By Andrew Howard ’17
According to dictionary.com, a super delegate is an unelected Democatic party delegate who is free to support any candidate for the presidential nomination at the party’s national convention.
The problem with this is the word “unelected.” Why are we allowing people the party picks to have votes at the convention?
Superdelegates have no obligation to vote for who their constituents want; they have complete freedom.
So my real question is, why is the party allowed to give authority to people that aren’t actually elected?
In an opinion article Sally Kahn wrote for CNN said that it is in the Democratic party that the outsized power and lack of accountability of superdelegates is supremely, well, undemocratic.
I agree with this statement. A democracy gives the people power, and super delegates give the parties power, not the people.

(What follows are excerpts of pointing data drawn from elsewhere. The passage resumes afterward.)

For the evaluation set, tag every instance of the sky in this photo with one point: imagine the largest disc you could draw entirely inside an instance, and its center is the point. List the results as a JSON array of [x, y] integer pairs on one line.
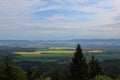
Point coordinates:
[[59, 19]]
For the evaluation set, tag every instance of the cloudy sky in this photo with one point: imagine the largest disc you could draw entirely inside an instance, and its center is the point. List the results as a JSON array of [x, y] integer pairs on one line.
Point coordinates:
[[59, 19]]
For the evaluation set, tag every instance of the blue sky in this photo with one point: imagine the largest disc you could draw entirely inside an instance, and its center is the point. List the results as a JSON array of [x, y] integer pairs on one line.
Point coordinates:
[[59, 19]]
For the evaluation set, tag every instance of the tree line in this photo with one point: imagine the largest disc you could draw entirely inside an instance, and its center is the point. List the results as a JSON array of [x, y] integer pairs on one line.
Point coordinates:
[[79, 69]]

Super delegates have been a popular topic in this election. Some people think that super delegates is what hurt Sen. Bernie Sander’s campaign.
Sanders complained that many super delegates pledged their votes to Hillary Clinton before he was even in the race, and if they switched he would still have a chance.
Kahn also says that the Democratic party’s superdelegates exist to preserve the power and influence of the Democratic party’s elite.
This is exactly why they shouldn’t exist: it allows the party to always have the person it think represents them best be the nominee, not who the people actually want.
Donald Trump is not the most popular candidate in the Republican party. I think if Republicans had super delegates, someone else may have won the nomination.
Clearly, the people wanted Trump, and as such he deserved the nomination. But with super delegates the party may not have chosen them.
Part of the problem is that Congress has no say in how primaries are done. Without regulation, the parties can do whatever they want, and that is wrong.
The solution would be a standard primary for all parties, and if that happens, then the people will get what they want.